It’s a pattern that no doubt repeats itself daily in hundreds of millions of offices around the world: People sit down, turn on their computers, set their mobile phones on their desks and begin to work. What if a hacker could use that phone to track what the person was typing on the keyboard just inches away?
A research team at Georgia Tech has discovered how to do exactly that, using a smartphone accelerometer—the internal device that detects when and how the phone is tilted—to sense keyboard vibrations and decipher complete sentences with up to 80 percent accuracy. The procedure is not easy, they say, but is definitely possible with the latest generations of smartphones.
“We first tried our experiments with an iPhone 3GS, and the results were difficult to read,” said Patrick Traynor, assistant professor in Georgia Tech’s School of Computer Science. “But then we tried an iPhone 4, which has an added gyroscope to clean up the accelerometer noise, and the results were much better. We believe that most smartphones made in the past two years are sophisticated enough to launch this attack.”
Previously, Traynor said, researchers have accomplished similar results using microphones, but a microphone is a much more sensitive instrument than an accelerometer. A typical smartphone’s microphone samples vibration roughly 44,000 times per second, while even newer phones’ accelerometers sample just 100 times per second—two full orders of magnitude less often. Plus, manufacturers have installed security around a phone’s microphone; the phone’s operating system is programmed to ask users whether to give new applications access to most built-in sensors, including the microphone. Accelerometers typically are not protected in this way.
The technique works through probability and by detecting pairs of keystrokes, rather than individual keys (which still is too difficult to accomplish reliably, Traynor said). It models “keyboard events” in pairs, then determines whether the pair of keys pressed is on the left versus right side of the keyboard, and whether they are close together or far apart. After the system has determined these characteristics for each pair of keys depressed, it compares the results against a preloaded dictionary, each word of which has been broken down along similar measurements (i.e., are the letters left/right, near/far on a standard QWERTY keyboard). Finally, the technique only works reliably on words of three or more letters.
For example, take the word “canoe,” which when typed breaks down into four keystroke pairs: “C-A, A-N, N-O and O-E.” Those pairs then translate into the detection system’s code as follows: Left-Left-Near, Left-Right-Far, Right-Right-Far and Right-Left-Far, or LLN-LRF-RRF-RLF. This code is then compared to the preloaded dictionary and yields “canoe” as the statistically probable typed word. Working with dictionaries comprising about 58,000 words, the system reached word-recovery rates as high as 80 percent.

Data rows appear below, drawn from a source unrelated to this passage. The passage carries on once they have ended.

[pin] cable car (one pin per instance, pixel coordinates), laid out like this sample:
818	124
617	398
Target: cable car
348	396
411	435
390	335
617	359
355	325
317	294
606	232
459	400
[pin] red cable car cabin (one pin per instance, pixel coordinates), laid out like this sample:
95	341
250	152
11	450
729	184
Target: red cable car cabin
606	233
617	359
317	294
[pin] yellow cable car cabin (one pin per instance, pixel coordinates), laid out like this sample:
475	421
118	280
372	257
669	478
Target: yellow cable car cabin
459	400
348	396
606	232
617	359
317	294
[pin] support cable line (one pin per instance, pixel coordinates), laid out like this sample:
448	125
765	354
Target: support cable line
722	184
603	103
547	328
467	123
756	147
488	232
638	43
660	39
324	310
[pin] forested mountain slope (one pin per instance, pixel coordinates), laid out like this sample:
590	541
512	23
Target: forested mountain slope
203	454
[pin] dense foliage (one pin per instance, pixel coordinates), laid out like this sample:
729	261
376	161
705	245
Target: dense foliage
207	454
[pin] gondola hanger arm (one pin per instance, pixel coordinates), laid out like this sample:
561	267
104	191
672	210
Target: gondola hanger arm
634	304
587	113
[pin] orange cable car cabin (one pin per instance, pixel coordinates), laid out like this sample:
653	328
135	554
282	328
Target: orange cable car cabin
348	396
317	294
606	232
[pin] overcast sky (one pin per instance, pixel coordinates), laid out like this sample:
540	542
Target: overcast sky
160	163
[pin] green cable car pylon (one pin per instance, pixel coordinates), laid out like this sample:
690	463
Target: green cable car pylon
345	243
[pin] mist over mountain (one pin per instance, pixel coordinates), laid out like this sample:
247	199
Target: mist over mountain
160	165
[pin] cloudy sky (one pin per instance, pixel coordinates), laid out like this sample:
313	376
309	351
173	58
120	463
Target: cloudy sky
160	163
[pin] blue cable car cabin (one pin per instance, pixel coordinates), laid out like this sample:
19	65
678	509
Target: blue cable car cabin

“The way we see this attack working is that you, the phone’s owner, would request or be asked to download an innocuous-looking application, which doesn’t ask you for the use of any suspicious phone sensors,” said Henry Carter, a PhD student in computer science and one of the study’s co-authors. “Then the keyboard-detection malware is turned on, and the next time you place your phone next to the keyboard and start typing, it starts listening.”
Mitigation strategies for this vulnerability are pretty simple and straightforward, Traynor said. First, since the study found an effective range of just three inches from a keyboard, phone users can simply leave their phones in their purses or pockets, or just move them further away from the keyboard. But a fix that puts less onus on users is to add a layer of security for phone accelerometers.
“The sampling rate for accelerometers is already pretty low, and if you cut it in half, you start to approach theoretical limitations that prevent eavesdropping. The malware simply does not have the data to work with,” Traynor said. “But most phone applications can still function even with that lower accelerometer rate. So manufacturers could set that as the default rate, and if someone downloads an application like a game that needs the higher sampling rate, that would prompt a permission question to the user to reset the accelerometer.”
In the meantime, Traynor said, users shouldn’t be paranoid that hackers are tracking their keystrokes through their iPhones.
“The likelihood of someone falling victim to an attack like this right now is pretty low,” he said. “This was really hard to do. But could people do it if they really wanted to? We think yes.”
The finding is reported in the paper, “(sp)iPhone: Decoding Vibrations From Nearby Keyboards Using Mobile Phone Accelerometers,” and will be presented Thursday, Oct. 20, at the 18th ACM Conference on Computer and Communications Security in Chicago. In addition to Carter, Traynor’s coauthors include Georgia Tech graduate student Arunabh Verman and Philip Marquardt of the MIT Lincoln Laboratory.